The Ivanpah Solar Energy Generating System, located in the Mojave Desert, is the largest solar power project of its kind, reports The National Journal, and department officials say it is a win for the federal loan guarantee program.

The program funding the Ivanpah project is the same that was involved in the failed Solyndra effort, among other green initiatives that flopped in recent years.

The loan guarantee program was resurrected in 2013, under attack by Republicans and other critics who say loan guarantee programs are not the way to entice new technology. At that time, the Energy Department said it was implementing an $8 billion program to help the coal and oil industries develop and adopt innovative energy technologies that would otherwise struggle to get backing from private investors who might find it too risky or expensive.

But critics said the program, originally created in 2005, is a misuse of taxpayer money, pointing to the 2011 failure of the solar module maker Solyndra, which defaulted on a $535 million government loan, prompting a congressional investigation.

Others say such loan guarantee programs are unlikely to stimulate significant numbers of new technologies nor ventures that might become economically viable on a mass scale.

Energy Department officials say that although Solyndra failed, the loan portfolios of at least two dozen other projects have been successful, and Ivanpah is another success story.

The project was made possible by a public-private partnership between the Energy Department and the project's sponsors, according to Peter Davidson, the executive director of the Energy Department's loan programs office.

Ivanpah, coming in at a total of $2.3 billion, is a joint effort of NRG Energy, Google, and BrightSource Energy, which say the project will provide enough clean electricity to power 140,000 homes.

However, solar power is already facing a supply issue. Most of the power generated through the new solar plant will be purchased by Pacific Gas & Electric and Southern California Edison, reports The San Francisco Chronicle, but other solar plants may be scrambling to sell their product.
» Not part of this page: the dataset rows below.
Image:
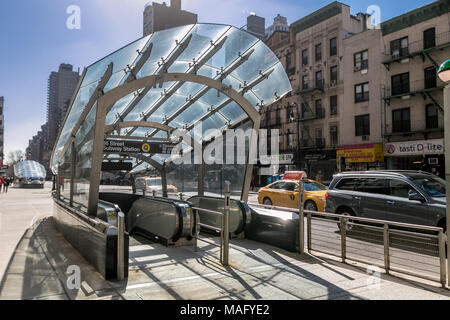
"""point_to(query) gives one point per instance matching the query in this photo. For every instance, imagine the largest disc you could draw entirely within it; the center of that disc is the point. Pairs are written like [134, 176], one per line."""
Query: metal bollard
[442, 259]
[301, 217]
[120, 246]
[226, 224]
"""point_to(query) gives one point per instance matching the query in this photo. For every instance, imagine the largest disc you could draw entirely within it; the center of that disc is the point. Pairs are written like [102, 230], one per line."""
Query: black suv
[413, 197]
In 2002, The Chronicle reports, California ordered utility companies to buy more renewable power, prompting the construction of large solar power plants like Ivanpah.

However, the state's utility companies won't need more plants after the ones like Ivanpah come online. State law requires utility companies to get one-third of their power from "green" sources by the end of 2020, and Ivanpah and other projects now underway are expected to provide more than enough power.

"The glory days, if you will, are behind us," said Tom Doyle, president of NRG Solar, the majority owner of Ivanpah, told The Chronicle.

Doyle said he sees potential growth in Saudi Arabia, and other states such as Georgia and Nevada are showing interest in solar power.

Some companies are urging officials to raise the state's renewable power requirements to 50 percent, but that may take some time to occur.

Moniz said Ivanpah demonstrates wider White House energy plans.

"We must continue to move toward a cleaner energy economy, and this project shows that building a clean-energy economy creates jobs, curbs greenhouse gas emissions, and fosters American innovation," said Moniz. He said installations of utility-scale solar projects set new records last year.